Insider Fears Grip Market After Mantra DAO Sends $27M to Binance Post-90% Crash
A $26.96 million transfer of OM tokens from Mantra DAO to Binance has triggered widespread fear among investors, especially since the move closely followed a 90% price crash. From a daily high of $6.28, OM collapsed to $0.7192, erasing billions in market value in a matter of hours.
Given that Mantra’s team controls 90% of the token supply, observers quickly raised red flags about possible insider dumping.
Mantra CEO Says Team Didn’t Sell
JP Mullin, CEO of Mantra DAO, denied all allegations of insider selling. He claimed the crash was the result of cascading liquidations triggered by sudden price volatility—common in highly leveraged crypto markets.

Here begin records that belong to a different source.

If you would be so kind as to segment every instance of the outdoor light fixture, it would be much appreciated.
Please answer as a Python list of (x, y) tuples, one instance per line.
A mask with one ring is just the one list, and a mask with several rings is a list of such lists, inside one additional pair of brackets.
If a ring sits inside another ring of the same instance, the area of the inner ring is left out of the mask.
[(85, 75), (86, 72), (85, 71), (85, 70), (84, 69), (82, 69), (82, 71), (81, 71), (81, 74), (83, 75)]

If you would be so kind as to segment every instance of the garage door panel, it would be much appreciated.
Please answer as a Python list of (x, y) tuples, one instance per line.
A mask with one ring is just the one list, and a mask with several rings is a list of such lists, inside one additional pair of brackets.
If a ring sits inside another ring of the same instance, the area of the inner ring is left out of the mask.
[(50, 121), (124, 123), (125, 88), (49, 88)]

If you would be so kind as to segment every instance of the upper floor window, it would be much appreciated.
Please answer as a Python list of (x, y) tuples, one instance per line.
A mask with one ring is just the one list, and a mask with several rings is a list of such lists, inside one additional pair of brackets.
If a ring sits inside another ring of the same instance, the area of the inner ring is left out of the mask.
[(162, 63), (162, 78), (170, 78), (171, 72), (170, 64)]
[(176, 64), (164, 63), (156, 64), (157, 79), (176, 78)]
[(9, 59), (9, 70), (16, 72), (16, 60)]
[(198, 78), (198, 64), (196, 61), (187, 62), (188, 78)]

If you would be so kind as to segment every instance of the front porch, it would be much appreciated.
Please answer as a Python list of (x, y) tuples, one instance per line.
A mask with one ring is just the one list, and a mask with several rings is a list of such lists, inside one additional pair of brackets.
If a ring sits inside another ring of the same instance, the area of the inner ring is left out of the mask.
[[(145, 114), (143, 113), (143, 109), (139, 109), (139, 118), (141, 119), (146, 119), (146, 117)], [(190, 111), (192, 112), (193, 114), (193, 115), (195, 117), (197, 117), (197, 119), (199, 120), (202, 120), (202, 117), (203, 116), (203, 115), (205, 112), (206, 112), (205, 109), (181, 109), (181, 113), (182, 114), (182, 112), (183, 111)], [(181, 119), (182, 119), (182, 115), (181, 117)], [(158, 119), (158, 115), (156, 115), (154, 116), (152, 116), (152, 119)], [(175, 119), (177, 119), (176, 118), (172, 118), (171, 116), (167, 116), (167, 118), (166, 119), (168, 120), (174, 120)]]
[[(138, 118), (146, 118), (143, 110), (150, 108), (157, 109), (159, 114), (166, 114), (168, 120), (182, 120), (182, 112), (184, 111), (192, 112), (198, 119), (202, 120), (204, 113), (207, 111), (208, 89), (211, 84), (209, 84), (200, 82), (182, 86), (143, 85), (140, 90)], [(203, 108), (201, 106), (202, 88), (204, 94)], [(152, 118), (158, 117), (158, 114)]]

Despite this, on-chain investigator Max Brown flagged a separate 3.9 million OM token transfer to OKX before the crash, fueling suspicions further. These tokens could have been sold, but since centralized exchange activity is opaque, it’s impossible to verify on-chain.
Binance and OKX Disagree on Cause
Binance backed the CEO’s claims, stating that forced liquidations appear to be the main reason behind the market crash. However, OKX presented a different view, suggesting that sudden changes in OM’s tokenomics and significant exchange inflows could have played a role in the decline.
This contradiction has left investors confused and wary of the project’s internal operations.
Liquidity Risks and Centralization Warning Signs
The OM debacle illustrates how quickly things can go south for projects with thin liquidity and concentrated ownership. A handful of large token movements—whether intended for sale or not—can destabilize the entire market.
While OM has rebounded slightly, the damage to investor trust is already done. Moving forward, Mantra DAO will need to address its governance structure and increase transparency to avoid similar blowback.